Efetivamente, havendo dois processos de insolvência contra o mesmo devedor, manda o CIRE que se proceda à suspensão da instância aberta em último lugar[5], instância esta que ficará a aguardar o desfecho da primeiro aberta e que apenas prosseguirá se na instância primeiro aberta não for declarada a insolvência (uma vez que, se o for, fica prejudicado o seu conhecimento).
Ou seja, numa hipótese como a dos autos – em que existe um anterior processo de insolvência e em que no PEAP não foi aprovado e/ou homologado acordo de pagamento e em que, a seguir, o AJP entende que o devedor se encontra em situação de insolvência – a apreciação da situação de insolvência do devedor tem que começar por ser efetuada neste nosso processo, por ser o entrado em primeiro lugar (cfr. art. 8.º/2 do CIRE).
Seguindo o PEAP a sua tramitação, após o Parecer/requerimento do AJP, será este remetido à distribuição (acompanhado do PEAP apensado) como processo de insolvência, momento em que, verificando-se a referida prejudicialidade, deverá nele ser proferido o despacho de suspensão (ex vi art. 8.º/2 do CIRE) em relação à aqui requerida C... [6] e, ato contínuo, deverá neste processo ser proferido o despacho de cessação da suspensão, seguindo-se a notificação da requerida de tal despacho e a demais tramitação processual que ao caso couber.
Efetivamente, o que justifica a suspensão dum processo de insolvência por efeito da instauração posterior dum PEAP é a circunstância de neste processo poder vir a ser aprovado e homologado um acordo de pagamento.
Daí que:
Sendo o acordo de pagamento aprovado e homologado, o processo de insolvência passe da suspensão à extinção (cfr. art. 222.º-E/6/in fine do CIRE).
Não sendo o acordo de pagamento aprovado e homologado, deixe de existir razão para manter a suspensão do processo de insolvência.
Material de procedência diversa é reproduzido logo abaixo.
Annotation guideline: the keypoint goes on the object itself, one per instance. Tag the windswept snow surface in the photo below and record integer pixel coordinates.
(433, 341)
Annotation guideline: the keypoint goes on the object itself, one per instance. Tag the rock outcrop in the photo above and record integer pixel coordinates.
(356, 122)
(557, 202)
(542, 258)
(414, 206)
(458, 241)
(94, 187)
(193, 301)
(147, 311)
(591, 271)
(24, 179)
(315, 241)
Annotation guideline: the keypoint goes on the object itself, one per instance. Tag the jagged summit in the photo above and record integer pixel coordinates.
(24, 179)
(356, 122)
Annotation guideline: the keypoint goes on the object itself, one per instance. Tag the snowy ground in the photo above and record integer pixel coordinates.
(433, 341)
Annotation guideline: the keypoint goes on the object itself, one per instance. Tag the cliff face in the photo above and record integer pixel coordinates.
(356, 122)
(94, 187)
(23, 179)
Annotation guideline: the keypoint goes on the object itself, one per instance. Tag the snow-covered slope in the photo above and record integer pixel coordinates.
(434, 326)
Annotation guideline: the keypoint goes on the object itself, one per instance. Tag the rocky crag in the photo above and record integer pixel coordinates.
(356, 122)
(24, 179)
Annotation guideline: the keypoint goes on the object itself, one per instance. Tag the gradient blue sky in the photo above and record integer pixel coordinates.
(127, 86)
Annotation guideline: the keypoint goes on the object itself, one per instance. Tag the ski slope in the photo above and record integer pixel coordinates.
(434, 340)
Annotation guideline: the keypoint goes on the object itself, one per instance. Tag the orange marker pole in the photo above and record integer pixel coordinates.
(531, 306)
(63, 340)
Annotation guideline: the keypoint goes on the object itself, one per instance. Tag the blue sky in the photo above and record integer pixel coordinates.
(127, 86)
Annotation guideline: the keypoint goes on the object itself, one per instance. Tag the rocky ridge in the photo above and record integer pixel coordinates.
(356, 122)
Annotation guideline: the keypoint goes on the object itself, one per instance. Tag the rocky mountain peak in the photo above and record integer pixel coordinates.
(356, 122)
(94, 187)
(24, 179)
Aliás, aqui, nesta segunda hipótese, o AJP irá ter que se pronunciar sobre a situação do devedor e ou entende que o mesmo não se encontra em situação de insolvência, hipótese em que é o próprio art. 222.º-G/2 do CIRE o dizer que PEAP encerra, extinguindo-se em consequência todos os seus efeitos; ou o AJP entende que o devedor se encontra em situação de insolvência, hipótese que culmina na remessa e distribuição de tal Parecer do AJP (como novo processo de insolvência) e na situação de prejudicialidade supra referida, prevista no art. 8.º do CIRE e aí solucionada a favor do prosseguimento do processo de insolvência (antes instaurado).
Enfim, uma coisa é a ratio que leva a uma disposição como a do art. 222.º-J do CIRE (sobre o encerramento do PEAP) e outra é a ratio da suspensão (dum processo de insolvência anterior) ocasionada pela instauração dum PEAP.
Em conclusão, uma vez que ainda não se verificava a referida situação de prejudicialidade[7], os presentes autos não podiam ter retomado a sua marcha com a prolação em 23/03/2020 da sentença recorrida[8], porém, para retomarem a sua marcha, não têm que aguardar pela encerramento do PEAP.
É quanto basta para julgar parcialmente procedente o recurso[9].